Does the GDB examine command reverse bytes?

Question

Does gdb reverse the order of bytes when printing out multiple word chunks (4 bytes)? If so, then why? Does this have anything to do with how programs read memory?

Here is an example code to demonstrate what I mean by reverse the order

// test.c
#include <stdio.h>

int main(int argc, char *argv[])
{
  int large = 33825;              // 1000 0100 0010 0001
  int zero = 0;                   // 0000 0000 0000 0000
  int ten = 10;                   // 0000 0000 0000 1010
  printf("GDB test program\n");
  return 0;
}

Compile & run program with gdb:

$ gcc -z execstack -g -fno-stack-protector test.c -o test
$ gdb test
(gdb) break 9
Breakpoint 1 at 0x8048441: file test.c, line 9.
(gdb) run
Breakpoint 1, main (argc=1, argv=0xbfffeff4) at test.c:9
9     return 0;

(gdb) # get the address of the ten variable (which has the smallest memory address location)
(gdb) print &ten 
$2 = (int *) 0xbfffef34

(gdb) # print the first byte of the ten variable
(gdb) x /1tb 0xbfffef34
0xbfffef34: 0000 1010

(gdb) # print the entire memory (4 bytes) allocated for the ten variable (0xbfffef34 - 0xbfffef38)
(gdb) x /1tw 0xbfffef34
0xbfffef34: 0000 0000 0000 0000 0000 0000 0000 1010
(gdb) # Why is "0000 0000" the first octet instead of "0000 1010"
(gdb) # It seems like the print order of the bytes are reversed


(gdb) # Another example
(gdb) # print the entire memory (4 bytes) allocated for the large variable (0xbfffef3c - 0xbfffef3f)
(gdb) x /1tw 0xbfffef3c
0xbfffef3c: 0000 0000 0000 0000 1000 0100 0010 0001

(gdb) x /1tb 0xbfffef3c
0xbfffef3c: 0010 0001

(gdb) x /1tb 0xbfffef3d
0xbfffef3d: 1000 0100

(gdb) x /1tb 0xbfffef3e
0xbfffef3e: 0000 0000

(gdb) x /1tb 0xbfffef3f
0xbfffef3f: 0000 0000

When I print the entire variable, it reads how I would normally read binary (most significant octet on the left)

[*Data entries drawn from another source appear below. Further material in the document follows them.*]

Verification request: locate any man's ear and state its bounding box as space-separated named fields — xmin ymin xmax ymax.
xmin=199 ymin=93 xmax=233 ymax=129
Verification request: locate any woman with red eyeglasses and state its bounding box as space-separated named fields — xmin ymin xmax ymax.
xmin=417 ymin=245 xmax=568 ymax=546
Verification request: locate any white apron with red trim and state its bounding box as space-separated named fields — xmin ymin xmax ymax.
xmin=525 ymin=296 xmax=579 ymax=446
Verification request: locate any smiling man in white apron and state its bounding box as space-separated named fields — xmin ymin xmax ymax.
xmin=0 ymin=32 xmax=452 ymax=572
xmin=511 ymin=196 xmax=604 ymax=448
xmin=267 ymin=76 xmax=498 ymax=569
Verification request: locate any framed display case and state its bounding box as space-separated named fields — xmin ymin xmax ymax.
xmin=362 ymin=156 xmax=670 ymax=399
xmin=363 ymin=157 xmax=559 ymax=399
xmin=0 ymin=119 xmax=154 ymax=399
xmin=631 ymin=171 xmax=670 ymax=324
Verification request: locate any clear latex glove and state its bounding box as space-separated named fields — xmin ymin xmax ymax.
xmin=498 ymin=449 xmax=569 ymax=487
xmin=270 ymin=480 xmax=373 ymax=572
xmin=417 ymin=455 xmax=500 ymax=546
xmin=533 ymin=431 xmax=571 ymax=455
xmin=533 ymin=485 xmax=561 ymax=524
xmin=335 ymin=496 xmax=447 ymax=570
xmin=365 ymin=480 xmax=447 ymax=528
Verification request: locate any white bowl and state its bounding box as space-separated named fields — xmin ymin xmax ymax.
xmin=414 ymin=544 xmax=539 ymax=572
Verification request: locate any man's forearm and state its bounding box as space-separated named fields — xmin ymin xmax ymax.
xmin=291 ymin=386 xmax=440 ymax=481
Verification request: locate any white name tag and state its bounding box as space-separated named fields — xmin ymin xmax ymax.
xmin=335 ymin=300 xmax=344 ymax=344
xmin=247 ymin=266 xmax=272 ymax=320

When I print the first octet of the same variable it displays the least significant octet.

Is GDB rearranging the order of the octets to make it more readable? Does this have anything to do with how the computer reads memory?

Answer 1

print prints the variables as a human would expect them to be printed (as integers).

examine prints them as bytes in memory without modifying them to compensate for the endianness that the computer uses.